Tussenkomst in de commissie "Schild en Vrienden"

Tussenkomst in de commissie "Schild en Vrienden"

De tekst van mijn tussenkomst daarnet in de verenigde commissie justitie en binnenlandse veiligheid over de Pano-uitzending over Schild&Vrienden, waar ik de zaken toch wel anders benader dan onze linkse collega's. Duidelijk maar niet simplistisch.

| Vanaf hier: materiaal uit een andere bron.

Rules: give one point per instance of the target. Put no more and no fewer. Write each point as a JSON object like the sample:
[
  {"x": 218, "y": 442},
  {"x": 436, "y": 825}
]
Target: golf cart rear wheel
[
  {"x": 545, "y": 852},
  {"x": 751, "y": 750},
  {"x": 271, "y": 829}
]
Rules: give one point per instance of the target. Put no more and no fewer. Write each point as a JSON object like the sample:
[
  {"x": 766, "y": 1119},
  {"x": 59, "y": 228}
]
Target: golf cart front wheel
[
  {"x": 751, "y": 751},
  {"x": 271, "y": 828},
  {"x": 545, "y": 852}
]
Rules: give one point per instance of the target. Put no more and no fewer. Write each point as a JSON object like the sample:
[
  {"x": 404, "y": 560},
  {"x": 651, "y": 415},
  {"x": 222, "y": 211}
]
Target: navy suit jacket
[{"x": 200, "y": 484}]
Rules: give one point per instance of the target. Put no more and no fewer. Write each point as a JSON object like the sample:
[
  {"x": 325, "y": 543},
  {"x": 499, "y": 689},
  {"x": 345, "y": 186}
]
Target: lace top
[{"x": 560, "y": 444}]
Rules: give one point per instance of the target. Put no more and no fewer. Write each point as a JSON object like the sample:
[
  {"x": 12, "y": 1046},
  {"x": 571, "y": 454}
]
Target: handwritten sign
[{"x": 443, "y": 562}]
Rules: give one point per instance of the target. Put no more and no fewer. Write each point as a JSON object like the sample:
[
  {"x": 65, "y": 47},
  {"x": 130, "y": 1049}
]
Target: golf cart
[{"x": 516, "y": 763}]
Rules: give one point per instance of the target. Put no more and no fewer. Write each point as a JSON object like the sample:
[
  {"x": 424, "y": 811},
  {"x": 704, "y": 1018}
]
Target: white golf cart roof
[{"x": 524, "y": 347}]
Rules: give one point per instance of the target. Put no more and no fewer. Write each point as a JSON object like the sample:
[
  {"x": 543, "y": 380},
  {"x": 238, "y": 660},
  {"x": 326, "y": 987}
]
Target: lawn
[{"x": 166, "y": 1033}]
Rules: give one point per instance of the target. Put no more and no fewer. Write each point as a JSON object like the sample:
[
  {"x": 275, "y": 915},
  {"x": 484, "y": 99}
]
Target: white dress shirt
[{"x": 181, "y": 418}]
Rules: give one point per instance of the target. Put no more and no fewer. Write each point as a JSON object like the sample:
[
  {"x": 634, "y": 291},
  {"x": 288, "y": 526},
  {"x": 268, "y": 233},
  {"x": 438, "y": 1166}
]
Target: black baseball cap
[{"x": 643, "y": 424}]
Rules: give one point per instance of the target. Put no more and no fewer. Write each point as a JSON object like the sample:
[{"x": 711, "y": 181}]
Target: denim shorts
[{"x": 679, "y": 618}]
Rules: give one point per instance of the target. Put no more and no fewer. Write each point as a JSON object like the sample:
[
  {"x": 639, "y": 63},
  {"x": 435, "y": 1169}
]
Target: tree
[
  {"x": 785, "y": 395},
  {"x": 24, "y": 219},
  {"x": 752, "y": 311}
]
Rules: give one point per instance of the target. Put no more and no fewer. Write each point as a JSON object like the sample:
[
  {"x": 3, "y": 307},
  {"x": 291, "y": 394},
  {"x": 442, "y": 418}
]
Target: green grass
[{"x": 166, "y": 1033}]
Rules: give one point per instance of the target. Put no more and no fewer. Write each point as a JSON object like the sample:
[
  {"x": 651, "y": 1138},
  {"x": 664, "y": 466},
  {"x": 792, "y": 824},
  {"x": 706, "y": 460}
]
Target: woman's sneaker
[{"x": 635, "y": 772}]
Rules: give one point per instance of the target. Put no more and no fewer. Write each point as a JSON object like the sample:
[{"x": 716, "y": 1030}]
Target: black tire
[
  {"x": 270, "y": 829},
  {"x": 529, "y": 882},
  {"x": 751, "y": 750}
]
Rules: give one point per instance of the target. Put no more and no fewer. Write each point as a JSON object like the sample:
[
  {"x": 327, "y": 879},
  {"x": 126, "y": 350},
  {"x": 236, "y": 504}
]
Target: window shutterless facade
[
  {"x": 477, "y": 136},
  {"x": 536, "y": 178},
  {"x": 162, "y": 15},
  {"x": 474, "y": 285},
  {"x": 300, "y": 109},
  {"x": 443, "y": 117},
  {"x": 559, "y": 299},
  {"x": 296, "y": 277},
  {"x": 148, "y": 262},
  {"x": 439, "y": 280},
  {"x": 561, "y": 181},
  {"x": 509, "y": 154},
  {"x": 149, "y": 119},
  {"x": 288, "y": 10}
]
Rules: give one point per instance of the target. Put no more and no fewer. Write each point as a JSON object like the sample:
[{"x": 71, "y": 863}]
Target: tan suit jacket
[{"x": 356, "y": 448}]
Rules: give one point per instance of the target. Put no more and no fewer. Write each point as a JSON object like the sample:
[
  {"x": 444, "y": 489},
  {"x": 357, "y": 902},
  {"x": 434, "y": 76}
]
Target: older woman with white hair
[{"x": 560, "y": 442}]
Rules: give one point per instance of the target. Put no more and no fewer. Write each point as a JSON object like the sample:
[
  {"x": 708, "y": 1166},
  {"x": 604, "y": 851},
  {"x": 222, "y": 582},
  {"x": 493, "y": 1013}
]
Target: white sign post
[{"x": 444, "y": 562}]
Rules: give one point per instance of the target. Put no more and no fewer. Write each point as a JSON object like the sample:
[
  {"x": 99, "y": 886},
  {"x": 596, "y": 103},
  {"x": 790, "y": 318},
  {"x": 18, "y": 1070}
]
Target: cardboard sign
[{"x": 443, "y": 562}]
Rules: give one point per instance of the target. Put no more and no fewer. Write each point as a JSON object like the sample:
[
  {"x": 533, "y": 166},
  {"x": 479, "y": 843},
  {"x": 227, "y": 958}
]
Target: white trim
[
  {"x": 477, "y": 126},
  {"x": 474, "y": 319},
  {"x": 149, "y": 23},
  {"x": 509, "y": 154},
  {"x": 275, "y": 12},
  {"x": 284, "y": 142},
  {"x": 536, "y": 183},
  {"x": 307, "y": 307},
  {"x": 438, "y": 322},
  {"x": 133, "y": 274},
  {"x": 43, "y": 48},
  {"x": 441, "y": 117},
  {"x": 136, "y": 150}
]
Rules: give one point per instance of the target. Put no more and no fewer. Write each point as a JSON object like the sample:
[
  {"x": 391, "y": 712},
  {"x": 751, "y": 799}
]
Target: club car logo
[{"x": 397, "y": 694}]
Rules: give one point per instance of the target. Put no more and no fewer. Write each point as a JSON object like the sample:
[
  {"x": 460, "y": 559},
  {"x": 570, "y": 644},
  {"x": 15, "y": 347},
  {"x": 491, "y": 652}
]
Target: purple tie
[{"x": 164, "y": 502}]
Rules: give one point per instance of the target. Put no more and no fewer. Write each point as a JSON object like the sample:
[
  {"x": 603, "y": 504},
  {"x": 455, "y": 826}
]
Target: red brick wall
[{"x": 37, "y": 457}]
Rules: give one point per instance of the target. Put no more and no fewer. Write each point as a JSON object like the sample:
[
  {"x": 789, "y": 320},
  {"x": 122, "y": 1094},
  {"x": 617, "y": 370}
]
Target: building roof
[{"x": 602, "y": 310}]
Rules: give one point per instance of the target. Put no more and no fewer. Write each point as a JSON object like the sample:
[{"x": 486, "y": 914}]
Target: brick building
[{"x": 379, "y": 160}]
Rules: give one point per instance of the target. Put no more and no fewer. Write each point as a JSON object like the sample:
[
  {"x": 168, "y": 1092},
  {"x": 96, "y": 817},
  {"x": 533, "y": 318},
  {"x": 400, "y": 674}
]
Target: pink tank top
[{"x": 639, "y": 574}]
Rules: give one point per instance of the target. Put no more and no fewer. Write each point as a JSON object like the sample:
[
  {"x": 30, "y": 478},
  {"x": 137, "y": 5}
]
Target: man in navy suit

Beelden die vorige week woensdagavond getoond werden in de Pano-uitzending over de groepering Schild&Vrienden hebben velen geschokt. Alle politieke partijen reageerden met afkeer, een eensgezindheid die aantoont dat de extreme ranzigheid die uit bepaalde van die beelden sprak, gelukkig geen steun vindt in ons politiek milieu. Mijn partij nam klaar en duidelijk standpunt in: de N-VA verwerpt elk extremisme, of het nu ideologisch of religieus is, links of rechts. De getoonde memes gaan in tegen alles waar de N-VA voor staat. Het zou mooi zijn als alle partijen dezelfde consequente houding zouden aannemen ten overstaan van elke vorm van extremisme.

De uitzending én de discussies die volgden op de uitzending bevestigden nog eens dat onze manier van samenleven bedreigd kan worden langs drie kanten: extreemlinks, extreemrechts en religieus, bijvoorbeeld moslimfundamentalistisch. Wie het ene veroordeelt maar het andere probeert te verschonen, verliest alle geloofwaardigheid. Racisme, antisemitisme, seksisme of religieus fundamentalisme moeten we in dit huis nadrukkelijk en formeel afwijzen, van welke zijde ook komende.

We zijn hier samengeroepen voor een debat en gedachtewisseling in een Kamercommissie. Hier moeten noch kunnen wij ons uitspreken over de strafbaarheid van bepaalde getoonde zaken in die uitzending. We wachten daarvoor het werk van parket en rechter af. De VRT legde als zogenaamde vierde macht een aantal zaken bloot, de juiste juridische toedracht moet onderzocht worden door de rechterlijke macht. Waar strafrechtelijke overtreding worden vastgesteld, moet gestraft worden, na een ernstig en grondig onderzoek.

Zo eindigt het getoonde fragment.